27 Oct

« Une désolation nommée Paix, Teixcalaan-2 » d’Arkady Martine : ou la parole de l’Autre

 «Une désolation nommée Paix, Teixcalaan-2» d’Arkady Martine prend la suite du premier tome paru début 2021. À la suite de la lutte pour la succession, la guerre contre les aliens a été déclarée, aux frontières de l’empire, à un saut de puce de la station Lsel. Or cette guerre débute mal, l’ennemi est invisible et il décime escarmouche après escarmouche, les vaisseaux légers, les «Échardes», de l’armée Teixcalaanlitzim.

  Une nouvelle impératrice, Dix-neuf Herminette occupe le trône. Elle a aussi pris sous son aile le rejeton de l’ancien empereur, son «clone à 90 %», Huit Antidote, qui se révèle un garçon fragile et curieux qui arpente les couloirs des ministères et des souterrains du palais en guise de terrain de jeu.
  Non loin de la zone de conflit, Mahit Dzmare, l’ambassadrice auprès de Teixcalaan, a rejoint Lsel – sa station natale – où elle subit les foudres des factions politiques rivales. Amnardbat, la responsable qui avait endommagé son imago – la copie du cerveau de l’ancien ambassadeur – ignore que Mahit a récupéré à Teixcalaan la copie non détériorée, et mise à jour, sur le cadavre de l’ambassadeur.

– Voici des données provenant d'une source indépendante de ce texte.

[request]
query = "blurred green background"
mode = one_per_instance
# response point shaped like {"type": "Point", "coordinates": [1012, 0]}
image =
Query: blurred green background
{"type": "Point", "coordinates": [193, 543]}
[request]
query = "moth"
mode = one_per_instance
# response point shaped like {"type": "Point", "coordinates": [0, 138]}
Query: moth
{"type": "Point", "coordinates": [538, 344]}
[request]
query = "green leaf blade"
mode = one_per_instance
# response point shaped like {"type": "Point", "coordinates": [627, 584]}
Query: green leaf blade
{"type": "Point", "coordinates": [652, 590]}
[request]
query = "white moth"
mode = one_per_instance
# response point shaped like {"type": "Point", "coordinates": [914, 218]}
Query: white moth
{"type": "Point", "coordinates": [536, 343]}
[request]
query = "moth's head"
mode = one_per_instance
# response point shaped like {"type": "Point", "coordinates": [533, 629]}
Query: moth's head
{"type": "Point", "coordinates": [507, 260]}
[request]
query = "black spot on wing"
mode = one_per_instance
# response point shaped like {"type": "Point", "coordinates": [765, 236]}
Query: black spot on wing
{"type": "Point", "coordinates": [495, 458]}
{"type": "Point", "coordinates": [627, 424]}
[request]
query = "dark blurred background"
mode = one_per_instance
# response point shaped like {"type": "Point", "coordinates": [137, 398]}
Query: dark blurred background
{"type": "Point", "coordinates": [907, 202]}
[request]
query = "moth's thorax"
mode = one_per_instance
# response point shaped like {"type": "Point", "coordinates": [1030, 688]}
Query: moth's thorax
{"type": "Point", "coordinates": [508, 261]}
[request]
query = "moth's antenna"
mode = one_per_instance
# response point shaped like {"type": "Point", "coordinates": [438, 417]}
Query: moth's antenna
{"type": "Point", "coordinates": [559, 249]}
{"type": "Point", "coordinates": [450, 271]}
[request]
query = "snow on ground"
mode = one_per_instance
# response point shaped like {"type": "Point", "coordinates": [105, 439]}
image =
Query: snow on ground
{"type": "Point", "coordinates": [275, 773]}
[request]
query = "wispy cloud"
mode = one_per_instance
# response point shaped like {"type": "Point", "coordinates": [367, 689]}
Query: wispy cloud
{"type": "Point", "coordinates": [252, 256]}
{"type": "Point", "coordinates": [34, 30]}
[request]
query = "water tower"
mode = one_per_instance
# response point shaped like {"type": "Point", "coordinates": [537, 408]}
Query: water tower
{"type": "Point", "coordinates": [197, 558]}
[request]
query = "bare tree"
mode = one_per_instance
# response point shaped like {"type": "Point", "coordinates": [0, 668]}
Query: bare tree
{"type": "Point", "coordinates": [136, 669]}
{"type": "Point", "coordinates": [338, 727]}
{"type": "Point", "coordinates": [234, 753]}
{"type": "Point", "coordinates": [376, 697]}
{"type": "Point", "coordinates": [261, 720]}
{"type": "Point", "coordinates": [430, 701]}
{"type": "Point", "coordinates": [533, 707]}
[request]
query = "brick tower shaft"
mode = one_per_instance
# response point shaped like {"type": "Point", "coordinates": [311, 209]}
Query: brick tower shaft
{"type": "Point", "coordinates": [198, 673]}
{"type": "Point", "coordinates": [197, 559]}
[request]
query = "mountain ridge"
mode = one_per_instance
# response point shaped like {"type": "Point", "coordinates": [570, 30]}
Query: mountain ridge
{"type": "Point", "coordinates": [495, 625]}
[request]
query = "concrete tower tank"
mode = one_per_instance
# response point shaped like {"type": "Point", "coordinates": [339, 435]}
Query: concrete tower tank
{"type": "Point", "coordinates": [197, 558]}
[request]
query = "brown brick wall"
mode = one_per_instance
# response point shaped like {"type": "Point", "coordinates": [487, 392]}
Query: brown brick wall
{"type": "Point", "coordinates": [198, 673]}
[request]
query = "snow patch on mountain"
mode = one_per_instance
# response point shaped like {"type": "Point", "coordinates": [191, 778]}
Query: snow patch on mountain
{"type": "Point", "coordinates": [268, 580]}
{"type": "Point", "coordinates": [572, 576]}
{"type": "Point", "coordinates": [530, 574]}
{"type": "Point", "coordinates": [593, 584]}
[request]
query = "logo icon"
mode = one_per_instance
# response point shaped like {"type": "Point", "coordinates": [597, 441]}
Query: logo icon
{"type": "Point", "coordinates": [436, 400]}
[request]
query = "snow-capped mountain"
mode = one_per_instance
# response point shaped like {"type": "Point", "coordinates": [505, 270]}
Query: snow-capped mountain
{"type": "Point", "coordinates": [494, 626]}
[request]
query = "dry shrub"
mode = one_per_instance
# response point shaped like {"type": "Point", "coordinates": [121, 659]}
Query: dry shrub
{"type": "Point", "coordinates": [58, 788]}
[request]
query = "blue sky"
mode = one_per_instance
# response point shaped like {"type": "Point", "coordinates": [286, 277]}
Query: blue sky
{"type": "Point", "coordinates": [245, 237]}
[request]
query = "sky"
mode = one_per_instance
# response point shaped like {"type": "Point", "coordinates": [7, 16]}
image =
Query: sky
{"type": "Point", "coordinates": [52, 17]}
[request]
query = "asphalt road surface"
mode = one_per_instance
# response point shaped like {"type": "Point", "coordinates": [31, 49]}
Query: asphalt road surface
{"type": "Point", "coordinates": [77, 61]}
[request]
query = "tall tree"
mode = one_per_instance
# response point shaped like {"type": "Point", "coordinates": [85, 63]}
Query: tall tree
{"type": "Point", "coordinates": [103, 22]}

Consciente que l’initiative politique lui a échappé, Amnardbat exige que Mahit se soumette à un contrôle et qu’elle s’étende sur une table d’opération, afin de récupérer l’imago soupçonnée, au risque qu’un «accident» ait raison de cette envoyée trop admirative de Teixcalaan.
  L’idée féconde du récit vient de Neuf Hibiscus, la commandante des légions. Alors que le conflit fait rage et que les aliens prennent l’avantage, elle court-circuite le ministère de la guerre pour faire appel à celui de l’information, plus proche de l’impératrice, où officie Trois Posidonie, l’amie de Mahit Dzmare.
  Talleyrand disait : «Méfiez-vous du premier geste, c’est le bon.» La première décision de Trois Posidonie consiste à s’autodésigner émissaire impériale et à se rendre en personne dans la flotte Teixcalaanlitzim. Passant par la station Lsel, elle réclame l’assistance de l’ambassadrice, dont le talent pour les langues étrangères est reconnu et l’extirpe des griffes de ceux qui voulaient la charcuter.
  Le motif officiel : à elles deux, elles tenteront une médiation avant que le conflit ne dégénère. Le motif officieux, inavouable, est l’histoire d’amour que les deux jeunes femmes ont nouée…

§

  Au niveau du sens règne cette belle idée que l’émotion/l’instinct/l’intuition – choisissez le concept qui vous convient –, le sentiment de l’immédiat est un guide plus sûr et moins menteur que la raison que politiques et officiers brandissent avec force cris et insultes pour réduire au silence cette étrangère et cette émissaire, une espionne «qui ne connaît rien à la guerre» («La barbouze et son toutou»).
En toute logique, les officiers développent des démonstrations pleines d’une logique implacable, mais faussées par des argumentaires «byzantins», pour ne pas dire entachés d’une vision politique étroite, sectaire visant juste à assouvir leur idéologie.
Cette thématique plonge «Une désolation nommée paix» au cœur de notre actualité, où des personnages arc-boutés sur leur idéologie pervertissent la raison, multiplient les boucs émissaires et clivent les êtres, plutôt que de se vouer à ce qui rassemble, à cette paix qui, pour advenir, se doit de considérer l’autre comme un égal respectable.
À l’inverse, les sentiments, pour suspects qu’ils soient, car ils sont du domaine de l’irréflexion, vont se révéler un ciment solide : ce qui réunit les êtres est aussi ce qui permet à une communauté de s’unir, et de commencer à réfléchir. Trois Posidonie, l’émissaire impériale et Mahit, la Barbare, perturbent l’ordre figé des militaires et des factions. Leur intelligence commune se révèle inventive et elle ouvre les bases d’une rencontre avec les aliens, alors que le conflit dégénère au détriment de Teixcalaan dont les Échardes sont dissoutes par une matière qui semble dévorer les vaisseaux…

§

J’ai pris un plaisir renouvelé avec ce second opus de Teixcalaan. Si la trame de découverte de l’empire est moins riche, l’approche de ces aliens nous amène à appréhender ce concept curieux : l’étrangeté. Cette curiosité du monde, et le développement sentimental sont des guides pleins de verve, d’humour et aussi un facteur de réflexion sur la différence, le gâchis du repli sur soi et l’art de voir — ou de dialoguer – avec l’autre, qu’il soit un alien, ou un dirigeant hanté par le désir de tout réduire en poussière à l’aide d’une bombe…

Bernard Henninger

25 Avr

Un souvenir nommé Empire (roman d’Arkady Martine, prix Hugo 2020)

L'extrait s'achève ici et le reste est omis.